The Hypertension in the Very Elderly (HYVET) trial randomized 3845 persons aged 80 years and older (mean age 83.6 years; 60.5% women) with a systolic blood pressure of 160 mmHg or higher to antihypertensive drug therapy or to double-blind placebo [12]. The target blood pressure was 150/80 mmHg, and the lowest systolic blood pressure reached was 143 mmHg. Median follow-up was 1.8 years. The elderly persons randomized to antihypertensive drug treatment had a 30% decrease in fatal or nonfatal stroke (p = 0.06), a 39% decrease in fatal stroke (p = 0.05), a 21% decrease in all-cause mortality (p = 0.02), a 23% decrease in cardiovascular mortality (p = 0.06), and a 64% decrease in heart failure (p < 0.001) [12].

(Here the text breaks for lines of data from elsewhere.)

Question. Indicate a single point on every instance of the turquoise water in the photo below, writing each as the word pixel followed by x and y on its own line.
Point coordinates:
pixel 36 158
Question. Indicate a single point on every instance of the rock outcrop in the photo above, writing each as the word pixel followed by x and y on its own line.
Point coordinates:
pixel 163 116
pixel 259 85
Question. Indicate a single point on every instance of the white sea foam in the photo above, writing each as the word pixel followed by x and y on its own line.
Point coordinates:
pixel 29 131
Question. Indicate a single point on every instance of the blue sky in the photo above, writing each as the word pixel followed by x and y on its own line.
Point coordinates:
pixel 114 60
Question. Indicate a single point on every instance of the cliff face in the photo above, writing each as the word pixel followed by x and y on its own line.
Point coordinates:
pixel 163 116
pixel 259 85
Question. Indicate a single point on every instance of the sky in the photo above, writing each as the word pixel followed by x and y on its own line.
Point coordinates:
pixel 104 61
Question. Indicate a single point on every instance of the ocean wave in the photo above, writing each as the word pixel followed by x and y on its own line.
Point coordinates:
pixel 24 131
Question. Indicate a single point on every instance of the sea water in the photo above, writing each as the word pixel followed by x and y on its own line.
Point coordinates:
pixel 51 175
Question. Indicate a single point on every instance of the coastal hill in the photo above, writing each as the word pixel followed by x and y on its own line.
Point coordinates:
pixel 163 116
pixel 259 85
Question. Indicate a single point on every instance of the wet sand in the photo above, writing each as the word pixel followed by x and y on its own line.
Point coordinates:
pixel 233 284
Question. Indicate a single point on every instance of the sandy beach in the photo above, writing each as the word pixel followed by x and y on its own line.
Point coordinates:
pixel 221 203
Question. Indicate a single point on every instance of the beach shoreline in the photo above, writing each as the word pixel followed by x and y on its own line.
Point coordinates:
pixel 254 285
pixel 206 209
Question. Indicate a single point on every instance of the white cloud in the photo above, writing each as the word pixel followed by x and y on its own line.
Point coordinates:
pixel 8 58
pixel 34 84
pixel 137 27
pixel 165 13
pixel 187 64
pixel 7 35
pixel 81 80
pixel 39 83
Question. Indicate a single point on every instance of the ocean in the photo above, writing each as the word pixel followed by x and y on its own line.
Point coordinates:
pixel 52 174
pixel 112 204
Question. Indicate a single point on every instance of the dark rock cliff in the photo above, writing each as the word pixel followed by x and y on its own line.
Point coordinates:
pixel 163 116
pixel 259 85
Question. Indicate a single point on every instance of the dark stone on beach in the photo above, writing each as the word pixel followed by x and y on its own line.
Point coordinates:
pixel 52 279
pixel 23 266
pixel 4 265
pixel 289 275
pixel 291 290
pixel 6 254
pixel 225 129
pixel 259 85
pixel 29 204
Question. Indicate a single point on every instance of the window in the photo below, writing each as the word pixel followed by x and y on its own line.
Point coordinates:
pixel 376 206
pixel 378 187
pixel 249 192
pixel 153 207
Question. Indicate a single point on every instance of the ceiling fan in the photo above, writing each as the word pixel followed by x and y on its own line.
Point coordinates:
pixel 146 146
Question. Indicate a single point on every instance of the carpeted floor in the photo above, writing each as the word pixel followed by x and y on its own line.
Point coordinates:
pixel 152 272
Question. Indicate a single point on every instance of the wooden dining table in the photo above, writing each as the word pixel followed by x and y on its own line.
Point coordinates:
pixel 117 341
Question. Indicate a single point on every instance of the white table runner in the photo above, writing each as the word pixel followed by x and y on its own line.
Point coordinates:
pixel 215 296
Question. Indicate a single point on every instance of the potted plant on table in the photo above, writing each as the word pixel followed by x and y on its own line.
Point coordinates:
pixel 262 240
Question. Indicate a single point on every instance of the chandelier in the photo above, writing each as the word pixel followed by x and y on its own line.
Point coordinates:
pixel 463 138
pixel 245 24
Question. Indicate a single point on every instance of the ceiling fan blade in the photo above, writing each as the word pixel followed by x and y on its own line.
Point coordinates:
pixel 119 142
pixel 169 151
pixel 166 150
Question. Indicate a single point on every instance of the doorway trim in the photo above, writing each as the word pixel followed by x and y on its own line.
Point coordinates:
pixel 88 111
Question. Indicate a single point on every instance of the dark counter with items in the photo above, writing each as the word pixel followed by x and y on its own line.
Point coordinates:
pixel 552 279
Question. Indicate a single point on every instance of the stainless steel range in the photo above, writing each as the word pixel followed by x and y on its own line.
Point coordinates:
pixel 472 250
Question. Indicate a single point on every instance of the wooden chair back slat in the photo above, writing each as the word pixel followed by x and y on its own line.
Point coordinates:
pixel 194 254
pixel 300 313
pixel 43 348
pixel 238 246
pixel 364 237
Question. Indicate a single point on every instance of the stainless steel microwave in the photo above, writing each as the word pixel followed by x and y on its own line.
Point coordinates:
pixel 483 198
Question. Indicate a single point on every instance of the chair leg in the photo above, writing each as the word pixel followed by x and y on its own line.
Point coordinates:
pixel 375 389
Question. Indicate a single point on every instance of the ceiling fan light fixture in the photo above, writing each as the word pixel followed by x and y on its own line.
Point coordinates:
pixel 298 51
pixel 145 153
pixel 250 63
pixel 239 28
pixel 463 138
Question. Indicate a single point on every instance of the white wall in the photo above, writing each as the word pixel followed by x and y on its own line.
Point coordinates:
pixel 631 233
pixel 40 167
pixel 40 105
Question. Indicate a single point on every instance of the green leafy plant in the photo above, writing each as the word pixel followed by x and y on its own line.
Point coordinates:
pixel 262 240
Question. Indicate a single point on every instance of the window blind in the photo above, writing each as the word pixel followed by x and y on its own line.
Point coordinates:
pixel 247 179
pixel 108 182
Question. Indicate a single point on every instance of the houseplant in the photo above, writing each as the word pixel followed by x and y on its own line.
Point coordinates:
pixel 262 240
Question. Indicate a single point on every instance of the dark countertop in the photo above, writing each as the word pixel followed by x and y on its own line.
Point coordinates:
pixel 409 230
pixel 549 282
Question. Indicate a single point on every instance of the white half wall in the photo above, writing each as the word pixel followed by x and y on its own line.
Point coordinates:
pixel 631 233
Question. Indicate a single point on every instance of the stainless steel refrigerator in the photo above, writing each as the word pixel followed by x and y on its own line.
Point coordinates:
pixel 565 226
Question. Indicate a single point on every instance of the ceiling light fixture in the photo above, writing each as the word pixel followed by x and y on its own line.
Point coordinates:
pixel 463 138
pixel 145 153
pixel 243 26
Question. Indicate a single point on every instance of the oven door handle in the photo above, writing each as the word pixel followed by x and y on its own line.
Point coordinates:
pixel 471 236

The REasons for Geographic and Racial Differences in Stroke (REGARDS) study is an observational study of the incidence of stroke in persons living in the stroke belt and stroke buckle regions of the USA [13]. In this study, 4181 persons were aged 55–64 years, 3737 persons were aged 65–74 years, and 1839 patients were aged 75 years and older (mean age 79.3 years) receiving treatment with antihypertensive drugs. The median follow-up was 4.5 years for cardiovascular disease (coronary heart disease or stroke) and coronary heart disease, 5.7 years for stroke, and 6.0 years for all-cause death. For persons aged 55 to 64 years, a systolic blood pressure below 140 mmHg was associated with a reduced incidence of cardiovascular disease, coronary heart disease, stroke, and all-cause death, with the numerically highest incidence of risk at systolic blood pressure levels of 140 to 149 mmHg, and especially at systolic blood pressure levels of 150 mmHg or higher [13]. For persons aged 65 to 74 years, there was an increase in incidence of cardiovascular disease and coronary heart disease at systolic blood pressure levels of 150 mmHg, and higher for stroke at systolic blood pressure levels of 130 mmHg and higher, and for all-cause death at systolic blood pressure levels of 140 mmHg and higher [13]. For persons aged 75 years and older, there was an increase in cardiovascular disease, coronary heart disease, and stroke at systolic blood pressure levels of 140 mmHg and higher [13]. This study concluded that in persons aged 55 years and older treated with antihypertensive drugs, a systolic blood pressure between 120 to 139 mmHg was significantly associated with a decreased risk for cardiovascular events and for all-cause death [13]. The optimal diastolic blood pressure in this study was 70 to 90 mmHg [14].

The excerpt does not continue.